On 2 June 2014, Ali was appointed the first ever Deputy Chief Minister of Telangana by Chief Minister K. Chandrasekhar Rao following the party victory in the state's Legislative Assembly election. He shared the post with T Rajaiah.

After the 2018 Telangana Legislative Assembly elections, he shared the post with Kadiyam Srihari.

==Personal life==
He is married to Nasreen Fathima, and has a son and two daughters. Per his election affidavits, he owns a dairy farm, as well as a function hall named ‘Azam Function Hall’, both of which helped him earn a lot of money. In his 2018 election affidavits, Ali declared his movable assets at Rs 1.07 crore, a near 50% jump from his previous affidavit in 2013. His immovable assets also doubled as they stood at Rs 2.2 crore. His wife’s movable assets tripled. Ali has specified that his major source of “income” was through dairy farm, salary as deputy chief minister and “rental” from function hall.

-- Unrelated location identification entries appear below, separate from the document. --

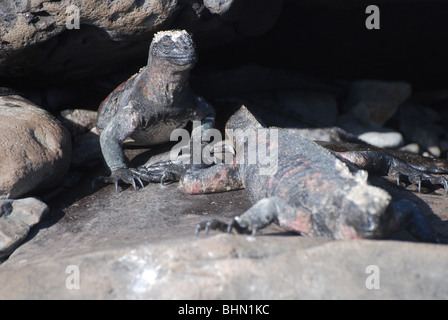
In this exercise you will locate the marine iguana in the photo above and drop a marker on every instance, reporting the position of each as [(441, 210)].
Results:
[(312, 192), (151, 104)]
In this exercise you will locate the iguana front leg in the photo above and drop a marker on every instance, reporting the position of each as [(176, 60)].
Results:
[(122, 126), (172, 171)]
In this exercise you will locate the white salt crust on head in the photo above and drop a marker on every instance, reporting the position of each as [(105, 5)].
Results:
[(174, 34)]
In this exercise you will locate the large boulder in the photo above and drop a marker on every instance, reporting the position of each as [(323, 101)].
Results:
[(35, 148), (42, 36)]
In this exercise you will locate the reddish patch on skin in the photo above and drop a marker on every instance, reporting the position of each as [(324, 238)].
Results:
[(301, 224), (289, 173)]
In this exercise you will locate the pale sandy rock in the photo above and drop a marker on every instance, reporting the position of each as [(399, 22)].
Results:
[(35, 148)]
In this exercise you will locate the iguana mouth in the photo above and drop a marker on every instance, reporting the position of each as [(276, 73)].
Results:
[(183, 57)]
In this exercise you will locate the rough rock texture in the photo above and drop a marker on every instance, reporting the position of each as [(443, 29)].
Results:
[(78, 121), (143, 242), (34, 36), (35, 148), (419, 124), (16, 219)]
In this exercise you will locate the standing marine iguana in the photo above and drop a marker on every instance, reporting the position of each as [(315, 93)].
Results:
[(312, 192), (151, 104)]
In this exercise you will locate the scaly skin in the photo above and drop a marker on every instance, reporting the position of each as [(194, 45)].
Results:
[(312, 192), (151, 104)]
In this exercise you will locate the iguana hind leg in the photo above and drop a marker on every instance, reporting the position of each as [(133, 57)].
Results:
[(262, 214)]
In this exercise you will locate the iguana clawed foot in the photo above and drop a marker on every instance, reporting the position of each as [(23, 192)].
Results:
[(126, 175)]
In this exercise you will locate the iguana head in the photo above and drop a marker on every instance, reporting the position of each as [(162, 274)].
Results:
[(173, 47)]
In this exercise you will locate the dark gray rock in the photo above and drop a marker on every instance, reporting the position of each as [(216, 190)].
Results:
[(78, 121), (419, 124), (373, 102), (36, 148), (112, 34)]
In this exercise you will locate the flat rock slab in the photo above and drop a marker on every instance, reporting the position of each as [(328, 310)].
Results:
[(141, 245)]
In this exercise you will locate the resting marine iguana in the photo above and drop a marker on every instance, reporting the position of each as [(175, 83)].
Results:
[(314, 192), (151, 104)]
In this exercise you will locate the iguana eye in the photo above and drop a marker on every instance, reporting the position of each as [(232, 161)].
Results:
[(166, 47)]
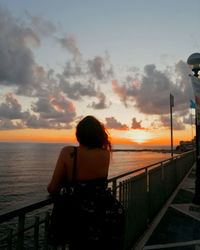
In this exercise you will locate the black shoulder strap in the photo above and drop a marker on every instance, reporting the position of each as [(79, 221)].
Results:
[(74, 165)]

During the 2024 Republic Day celebrations at the Telangana Bhavan in Banjara Hills, he fainted due to fatigue and was rushed to Apollo Hospital.

== Controversies ==
In 2022, when he was the Home Minister of Telangana, he made a statement saying women wearing short clothes could lead to problems.

In 2023, he slapped his personal security officer for not having a bouquet at hand, when Ali had stepped onto a stage to wish Minister for Animal Husbandry Talasani Srinivas Yadav on his birthday.